I’m still LOLing at:
“Even going back 150 years, the USA gave land away to anyone that wanted to head west. Anyone that was willing to walk across the country with a wagon could have it. Supply of land in the west was far greater than any demand.

So no, it wasn’t whoever had the most force that got the land, it was simply given away because most people did not realize the value of owning the land.”

A+, ill be keeping up with this blog for sure and providing my own commentary and no doubt getting dragged into some unresolvable arguement.

27 05 2011
Dave0

Ok ok, I admit we stole land from the Native Americans, I set myself up to be embarrassed about that one. When I said land was given away I was referring more to during the birth of civilization. However, I still stand by my original point that crimes like that are seperate from the core of capitalism. In a perfect world, the USA would have recognized land used by Native Americans and declared that the Native Americans own this land. The fact that private ownership of land exists had nothing to do with the USA stealing this land from Native Americans. Do you really think it would have been any different if the USA were under a socialist system? Under that scenario, the USA would have just declared that they own all this land, and USA citizens can live on this government owned land, rent free, if they just move out west. Whether the land was publicly owned or privately owned wouldn’t have made a difference.

Capitalism is the most effiecient system humanity has come up with to create a dynamic economy that can react quickly to the constatly changing demands of society. The fact that unethical behavior happens under this system makes no difference. The way to stop the unethical behavior is to force government to set up rules and regulations, and enforce them. Otherwise, this unethical behavior will happen no matter what economic system you have in place.

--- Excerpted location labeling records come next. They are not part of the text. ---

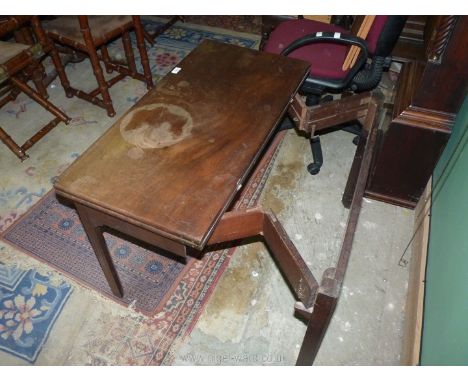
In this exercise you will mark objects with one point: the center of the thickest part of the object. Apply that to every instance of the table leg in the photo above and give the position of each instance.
(94, 230)
(236, 225)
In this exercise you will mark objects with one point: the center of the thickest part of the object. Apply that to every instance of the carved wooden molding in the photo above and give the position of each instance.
(441, 39)
(426, 119)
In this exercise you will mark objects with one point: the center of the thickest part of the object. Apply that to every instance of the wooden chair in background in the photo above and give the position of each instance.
(19, 63)
(88, 34)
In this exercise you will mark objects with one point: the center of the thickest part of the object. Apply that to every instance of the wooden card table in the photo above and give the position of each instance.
(168, 170)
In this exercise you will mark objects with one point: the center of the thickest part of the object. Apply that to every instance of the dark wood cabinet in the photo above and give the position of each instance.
(429, 94)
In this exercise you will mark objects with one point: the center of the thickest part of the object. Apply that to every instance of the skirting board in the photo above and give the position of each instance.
(415, 297)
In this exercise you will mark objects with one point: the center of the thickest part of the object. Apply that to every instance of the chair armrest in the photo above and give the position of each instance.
(333, 38)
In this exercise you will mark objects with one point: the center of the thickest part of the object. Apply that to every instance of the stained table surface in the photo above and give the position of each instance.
(174, 162)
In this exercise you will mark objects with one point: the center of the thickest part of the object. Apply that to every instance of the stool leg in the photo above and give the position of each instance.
(49, 46)
(106, 58)
(11, 144)
(37, 76)
(93, 57)
(41, 101)
(129, 53)
(143, 54)
(103, 88)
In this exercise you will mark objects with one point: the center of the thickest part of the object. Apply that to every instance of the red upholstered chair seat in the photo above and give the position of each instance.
(326, 60)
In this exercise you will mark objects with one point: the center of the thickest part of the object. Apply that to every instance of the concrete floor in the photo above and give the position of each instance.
(249, 319)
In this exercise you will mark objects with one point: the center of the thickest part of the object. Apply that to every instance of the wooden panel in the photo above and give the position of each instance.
(415, 297)
(174, 161)
(444, 85)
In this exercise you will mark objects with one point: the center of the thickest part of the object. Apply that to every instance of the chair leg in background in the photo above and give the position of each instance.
(316, 165)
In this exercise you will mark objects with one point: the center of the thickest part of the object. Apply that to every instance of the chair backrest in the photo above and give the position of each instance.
(384, 33)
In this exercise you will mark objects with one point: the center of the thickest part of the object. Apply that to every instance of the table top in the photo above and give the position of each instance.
(174, 162)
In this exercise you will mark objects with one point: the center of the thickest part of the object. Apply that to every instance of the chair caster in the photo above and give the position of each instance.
(325, 99)
(313, 168)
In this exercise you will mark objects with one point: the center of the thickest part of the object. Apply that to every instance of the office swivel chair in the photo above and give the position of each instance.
(325, 47)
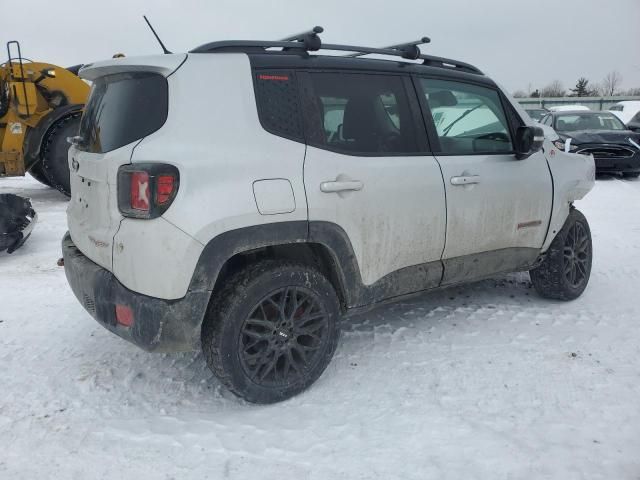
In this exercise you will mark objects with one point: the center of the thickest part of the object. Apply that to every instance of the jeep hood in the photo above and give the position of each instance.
(601, 136)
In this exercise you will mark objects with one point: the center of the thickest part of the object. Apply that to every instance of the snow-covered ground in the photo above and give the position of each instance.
(486, 381)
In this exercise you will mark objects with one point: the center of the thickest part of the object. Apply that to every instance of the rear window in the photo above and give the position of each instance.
(123, 108)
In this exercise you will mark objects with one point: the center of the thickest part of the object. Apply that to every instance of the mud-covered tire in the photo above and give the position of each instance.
(566, 268)
(272, 330)
(54, 152)
(38, 173)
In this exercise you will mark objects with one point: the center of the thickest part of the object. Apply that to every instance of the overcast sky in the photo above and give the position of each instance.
(519, 43)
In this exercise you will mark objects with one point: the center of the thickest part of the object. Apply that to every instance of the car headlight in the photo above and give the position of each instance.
(560, 145)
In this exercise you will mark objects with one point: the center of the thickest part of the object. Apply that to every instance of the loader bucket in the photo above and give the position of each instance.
(17, 219)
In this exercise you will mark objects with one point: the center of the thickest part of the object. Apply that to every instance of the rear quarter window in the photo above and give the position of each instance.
(123, 108)
(279, 103)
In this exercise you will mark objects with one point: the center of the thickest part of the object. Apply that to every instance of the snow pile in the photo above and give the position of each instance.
(486, 381)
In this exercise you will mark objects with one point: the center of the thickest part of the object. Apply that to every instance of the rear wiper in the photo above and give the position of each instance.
(450, 126)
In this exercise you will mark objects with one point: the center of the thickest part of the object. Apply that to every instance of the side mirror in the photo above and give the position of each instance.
(529, 140)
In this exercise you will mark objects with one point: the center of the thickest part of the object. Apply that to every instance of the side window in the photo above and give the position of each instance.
(279, 103)
(361, 113)
(469, 119)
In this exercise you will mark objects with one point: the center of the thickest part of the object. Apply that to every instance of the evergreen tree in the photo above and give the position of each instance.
(582, 88)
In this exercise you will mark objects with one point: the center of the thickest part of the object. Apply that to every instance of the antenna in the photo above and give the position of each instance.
(164, 49)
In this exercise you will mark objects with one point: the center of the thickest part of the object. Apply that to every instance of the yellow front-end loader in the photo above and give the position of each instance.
(40, 106)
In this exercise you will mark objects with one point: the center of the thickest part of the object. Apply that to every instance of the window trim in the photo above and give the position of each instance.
(307, 100)
(434, 138)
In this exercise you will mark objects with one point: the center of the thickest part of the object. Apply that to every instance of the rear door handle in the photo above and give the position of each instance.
(341, 186)
(465, 180)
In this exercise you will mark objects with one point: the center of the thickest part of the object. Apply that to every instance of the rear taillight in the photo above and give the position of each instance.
(140, 191)
(146, 190)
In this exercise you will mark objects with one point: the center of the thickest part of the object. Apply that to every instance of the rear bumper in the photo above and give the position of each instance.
(624, 165)
(614, 163)
(159, 325)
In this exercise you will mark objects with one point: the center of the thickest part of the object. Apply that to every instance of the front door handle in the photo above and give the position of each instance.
(341, 186)
(465, 180)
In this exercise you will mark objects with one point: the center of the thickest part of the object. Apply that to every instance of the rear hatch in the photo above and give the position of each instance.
(128, 101)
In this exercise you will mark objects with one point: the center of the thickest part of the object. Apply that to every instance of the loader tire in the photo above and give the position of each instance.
(55, 148)
(38, 173)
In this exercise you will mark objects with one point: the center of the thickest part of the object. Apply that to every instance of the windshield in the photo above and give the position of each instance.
(588, 121)
(536, 114)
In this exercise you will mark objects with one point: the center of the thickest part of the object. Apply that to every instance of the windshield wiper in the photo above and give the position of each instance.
(450, 126)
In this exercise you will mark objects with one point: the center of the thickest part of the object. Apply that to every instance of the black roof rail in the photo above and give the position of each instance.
(310, 41)
(409, 50)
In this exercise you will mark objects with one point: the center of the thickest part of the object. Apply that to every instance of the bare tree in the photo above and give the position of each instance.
(610, 84)
(554, 89)
(633, 92)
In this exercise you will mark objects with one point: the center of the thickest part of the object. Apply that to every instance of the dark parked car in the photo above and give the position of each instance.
(634, 123)
(536, 113)
(615, 148)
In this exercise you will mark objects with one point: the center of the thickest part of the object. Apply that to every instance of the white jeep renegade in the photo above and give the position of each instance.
(245, 196)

The corruption in the USSR is a perfect example of that. They may have gotten rid of capitalism, but that didn’t stop selfish people from exploiting the system.

Don’t blame capitalism, blame the corrupt government.

27 05 2011
More Left Than Thou

Land ownership between Native Americans and that of Socialist and/or Capitalist is different. Land was owned by the community in many Native American societies. You could think of socialism as expanding the “tribe” outwards to have larger communal ownership. Just as the Native Americans decided together how to use the land (when to leave it, what to plant, etc), so should it be in society. The mineral wealth of the land (oil, gold, ect) should not be privately owned as the land should belong to the people of the nation. Many Marxist believe in something called “primitive socialism” (http://en.wikipedia.org/wiki/Primitive_communism).

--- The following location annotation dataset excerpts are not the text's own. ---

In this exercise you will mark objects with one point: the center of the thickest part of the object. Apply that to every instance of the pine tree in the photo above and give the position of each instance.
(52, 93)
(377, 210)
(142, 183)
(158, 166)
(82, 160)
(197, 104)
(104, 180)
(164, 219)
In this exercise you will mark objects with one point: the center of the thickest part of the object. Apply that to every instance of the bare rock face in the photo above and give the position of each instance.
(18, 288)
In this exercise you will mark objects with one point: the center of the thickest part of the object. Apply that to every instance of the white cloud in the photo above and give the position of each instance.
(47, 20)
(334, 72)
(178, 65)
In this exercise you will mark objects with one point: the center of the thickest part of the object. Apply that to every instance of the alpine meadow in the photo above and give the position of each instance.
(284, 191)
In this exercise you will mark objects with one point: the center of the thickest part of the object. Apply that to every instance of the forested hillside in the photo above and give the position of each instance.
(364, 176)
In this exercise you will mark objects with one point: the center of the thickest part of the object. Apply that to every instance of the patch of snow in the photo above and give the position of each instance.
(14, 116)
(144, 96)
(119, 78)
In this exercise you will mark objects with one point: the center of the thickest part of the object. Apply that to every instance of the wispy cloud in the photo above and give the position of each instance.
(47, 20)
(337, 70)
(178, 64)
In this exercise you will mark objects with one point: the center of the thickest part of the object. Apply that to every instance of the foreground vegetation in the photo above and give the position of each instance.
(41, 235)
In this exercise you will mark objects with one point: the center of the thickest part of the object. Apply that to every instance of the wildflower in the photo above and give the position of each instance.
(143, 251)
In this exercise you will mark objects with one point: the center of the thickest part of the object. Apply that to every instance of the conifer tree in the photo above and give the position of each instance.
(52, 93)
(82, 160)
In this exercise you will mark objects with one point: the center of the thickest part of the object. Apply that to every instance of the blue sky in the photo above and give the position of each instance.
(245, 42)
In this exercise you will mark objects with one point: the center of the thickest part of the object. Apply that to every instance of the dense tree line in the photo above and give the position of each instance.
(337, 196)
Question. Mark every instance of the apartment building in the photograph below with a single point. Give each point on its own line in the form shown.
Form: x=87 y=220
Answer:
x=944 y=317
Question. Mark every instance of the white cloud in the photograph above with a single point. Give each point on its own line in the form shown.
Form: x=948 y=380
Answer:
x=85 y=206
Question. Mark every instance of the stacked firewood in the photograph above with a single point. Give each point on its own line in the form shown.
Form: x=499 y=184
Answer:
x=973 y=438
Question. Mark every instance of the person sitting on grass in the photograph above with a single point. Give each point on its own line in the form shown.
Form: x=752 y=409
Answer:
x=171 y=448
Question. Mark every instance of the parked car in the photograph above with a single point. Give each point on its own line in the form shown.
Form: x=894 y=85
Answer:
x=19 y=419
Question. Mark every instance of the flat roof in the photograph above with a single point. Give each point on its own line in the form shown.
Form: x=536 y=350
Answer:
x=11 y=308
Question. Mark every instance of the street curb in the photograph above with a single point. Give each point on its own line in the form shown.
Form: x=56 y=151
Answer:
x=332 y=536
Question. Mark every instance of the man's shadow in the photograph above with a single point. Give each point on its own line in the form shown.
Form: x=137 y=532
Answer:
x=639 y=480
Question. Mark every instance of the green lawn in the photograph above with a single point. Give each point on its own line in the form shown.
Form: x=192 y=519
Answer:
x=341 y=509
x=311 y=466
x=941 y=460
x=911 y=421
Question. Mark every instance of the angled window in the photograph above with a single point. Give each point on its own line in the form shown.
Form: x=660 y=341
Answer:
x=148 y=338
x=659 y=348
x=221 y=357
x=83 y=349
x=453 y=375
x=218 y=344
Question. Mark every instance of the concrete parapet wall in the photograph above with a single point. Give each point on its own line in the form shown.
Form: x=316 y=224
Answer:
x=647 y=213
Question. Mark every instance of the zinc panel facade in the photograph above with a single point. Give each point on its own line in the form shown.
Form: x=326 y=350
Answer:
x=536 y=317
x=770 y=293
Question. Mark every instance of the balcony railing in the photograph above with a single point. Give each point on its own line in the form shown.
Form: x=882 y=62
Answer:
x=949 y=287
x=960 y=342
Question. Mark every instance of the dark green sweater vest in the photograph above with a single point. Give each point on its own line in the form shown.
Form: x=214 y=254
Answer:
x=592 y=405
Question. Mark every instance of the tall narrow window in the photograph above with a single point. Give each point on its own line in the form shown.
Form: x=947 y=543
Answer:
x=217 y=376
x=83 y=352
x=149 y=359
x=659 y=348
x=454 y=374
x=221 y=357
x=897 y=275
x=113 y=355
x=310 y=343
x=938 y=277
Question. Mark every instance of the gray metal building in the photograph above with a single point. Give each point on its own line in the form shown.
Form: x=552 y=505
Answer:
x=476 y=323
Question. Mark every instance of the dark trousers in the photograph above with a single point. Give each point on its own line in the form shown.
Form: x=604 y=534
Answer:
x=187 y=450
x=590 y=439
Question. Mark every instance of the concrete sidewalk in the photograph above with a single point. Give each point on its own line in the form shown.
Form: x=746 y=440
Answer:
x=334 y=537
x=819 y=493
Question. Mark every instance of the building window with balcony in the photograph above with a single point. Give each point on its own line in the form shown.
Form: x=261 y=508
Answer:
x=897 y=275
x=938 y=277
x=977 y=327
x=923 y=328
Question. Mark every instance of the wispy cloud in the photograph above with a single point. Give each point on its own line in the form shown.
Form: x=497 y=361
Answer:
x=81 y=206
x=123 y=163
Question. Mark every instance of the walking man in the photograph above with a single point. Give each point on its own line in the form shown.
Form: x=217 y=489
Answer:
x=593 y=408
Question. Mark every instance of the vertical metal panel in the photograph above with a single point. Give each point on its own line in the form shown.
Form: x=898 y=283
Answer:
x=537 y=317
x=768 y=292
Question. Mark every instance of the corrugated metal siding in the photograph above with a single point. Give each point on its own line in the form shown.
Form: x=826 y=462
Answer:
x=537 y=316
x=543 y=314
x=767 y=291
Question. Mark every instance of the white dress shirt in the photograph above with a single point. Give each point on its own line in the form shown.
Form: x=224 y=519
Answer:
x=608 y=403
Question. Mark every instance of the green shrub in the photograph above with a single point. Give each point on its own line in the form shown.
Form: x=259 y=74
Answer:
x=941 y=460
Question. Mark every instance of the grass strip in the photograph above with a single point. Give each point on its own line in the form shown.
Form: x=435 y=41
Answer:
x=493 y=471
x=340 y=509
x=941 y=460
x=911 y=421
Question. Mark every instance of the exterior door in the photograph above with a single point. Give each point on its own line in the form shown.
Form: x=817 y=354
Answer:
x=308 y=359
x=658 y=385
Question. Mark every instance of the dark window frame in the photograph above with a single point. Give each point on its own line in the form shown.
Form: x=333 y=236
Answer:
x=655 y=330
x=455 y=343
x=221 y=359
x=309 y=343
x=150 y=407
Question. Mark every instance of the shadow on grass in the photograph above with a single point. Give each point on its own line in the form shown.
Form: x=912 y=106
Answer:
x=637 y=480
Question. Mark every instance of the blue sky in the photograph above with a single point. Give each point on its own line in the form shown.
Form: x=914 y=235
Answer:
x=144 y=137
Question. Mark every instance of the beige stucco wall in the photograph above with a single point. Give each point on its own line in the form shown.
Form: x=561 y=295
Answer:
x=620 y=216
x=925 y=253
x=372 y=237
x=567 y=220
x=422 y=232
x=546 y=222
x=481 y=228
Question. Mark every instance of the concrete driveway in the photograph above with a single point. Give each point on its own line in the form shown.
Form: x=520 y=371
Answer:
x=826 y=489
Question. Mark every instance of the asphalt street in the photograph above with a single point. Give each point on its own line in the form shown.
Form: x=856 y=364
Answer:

You are confusing Markets with Capitalism here. Markets are very dynamic and there are many Marxist the believe in “market socialism” (famously done by Yugoslavia, the USSR’s NEP, and what China claims what they are doing now http://en.wikipedia.org/wiki/Market_socialism). There’s also a lot of hard-lined, orthodoxed Marxist the believe Markets are inherently evil. And you are very correct about corruption. It is bad under capitalism and socialism but this is a null point. The way capitalism produces profit and it’s need for unsustainable growth make it a less than desirable economic option.

You are right again about the wealth that capitalism has produced. The material wealth in America is mind boggling. But this doesn’t make it a just system. What do we do about sustainability, economic inequality, abject poverty, etc?

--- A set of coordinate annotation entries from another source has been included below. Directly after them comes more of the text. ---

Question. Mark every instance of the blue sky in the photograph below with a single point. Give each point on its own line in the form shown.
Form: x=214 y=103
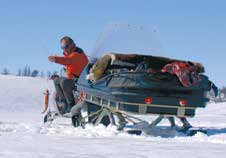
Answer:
x=30 y=30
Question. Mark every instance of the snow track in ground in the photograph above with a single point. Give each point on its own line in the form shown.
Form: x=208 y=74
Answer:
x=23 y=135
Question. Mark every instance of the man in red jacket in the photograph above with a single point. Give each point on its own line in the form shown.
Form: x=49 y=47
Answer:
x=74 y=60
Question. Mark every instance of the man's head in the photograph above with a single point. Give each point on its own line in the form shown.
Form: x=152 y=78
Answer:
x=67 y=44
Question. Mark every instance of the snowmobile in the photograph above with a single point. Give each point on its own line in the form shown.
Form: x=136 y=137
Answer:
x=128 y=89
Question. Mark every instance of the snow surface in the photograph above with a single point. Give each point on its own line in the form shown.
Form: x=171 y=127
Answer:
x=23 y=135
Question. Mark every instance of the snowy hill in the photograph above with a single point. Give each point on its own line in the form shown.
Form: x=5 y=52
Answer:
x=23 y=135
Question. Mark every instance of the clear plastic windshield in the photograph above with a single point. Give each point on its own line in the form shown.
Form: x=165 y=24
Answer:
x=125 y=38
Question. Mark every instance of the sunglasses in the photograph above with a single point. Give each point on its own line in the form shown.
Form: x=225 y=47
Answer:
x=66 y=46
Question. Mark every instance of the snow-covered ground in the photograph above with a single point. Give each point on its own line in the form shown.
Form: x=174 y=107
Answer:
x=23 y=135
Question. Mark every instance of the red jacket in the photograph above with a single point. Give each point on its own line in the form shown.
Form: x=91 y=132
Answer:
x=74 y=62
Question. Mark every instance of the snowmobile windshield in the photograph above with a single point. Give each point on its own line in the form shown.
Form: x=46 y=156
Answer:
x=124 y=38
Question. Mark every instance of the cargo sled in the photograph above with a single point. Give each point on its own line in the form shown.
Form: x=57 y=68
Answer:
x=117 y=86
x=128 y=89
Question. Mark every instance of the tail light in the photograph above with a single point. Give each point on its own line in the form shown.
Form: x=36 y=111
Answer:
x=81 y=96
x=183 y=102
x=148 y=100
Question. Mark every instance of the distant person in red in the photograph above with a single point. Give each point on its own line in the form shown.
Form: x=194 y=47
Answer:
x=74 y=60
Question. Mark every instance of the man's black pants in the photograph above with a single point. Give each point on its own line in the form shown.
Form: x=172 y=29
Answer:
x=64 y=88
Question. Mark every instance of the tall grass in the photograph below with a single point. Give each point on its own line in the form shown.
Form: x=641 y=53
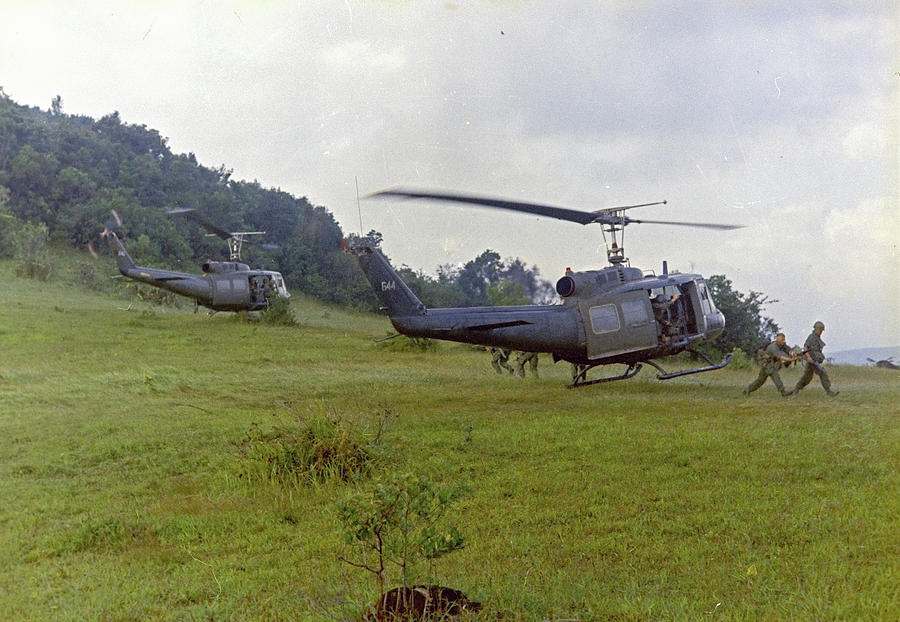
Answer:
x=121 y=462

Marx wrote extensively that socialism can only come to a country that had already transformed from feudalism to capitalism. There was a lot of debate about Lenin and Mao coming from countries with backwards economies but these points are moot now. We have capitalism in most places around the world and in most sectors of society in America. It’s time to move on to something more just.

29 05 2011
Josez

A friend took this picture when I was living in San Jose, Costa Rica. A lot of poverty and homelessness with no real social net; ironic, considering Costa Rica is definitely one of the more developed countries of Latin America. I think you’ll find this picture very fitting for your blog: http://imgur.com/R9Qxj

30 05 2011
angrykarl

Well done. Keep up the blog, comrade.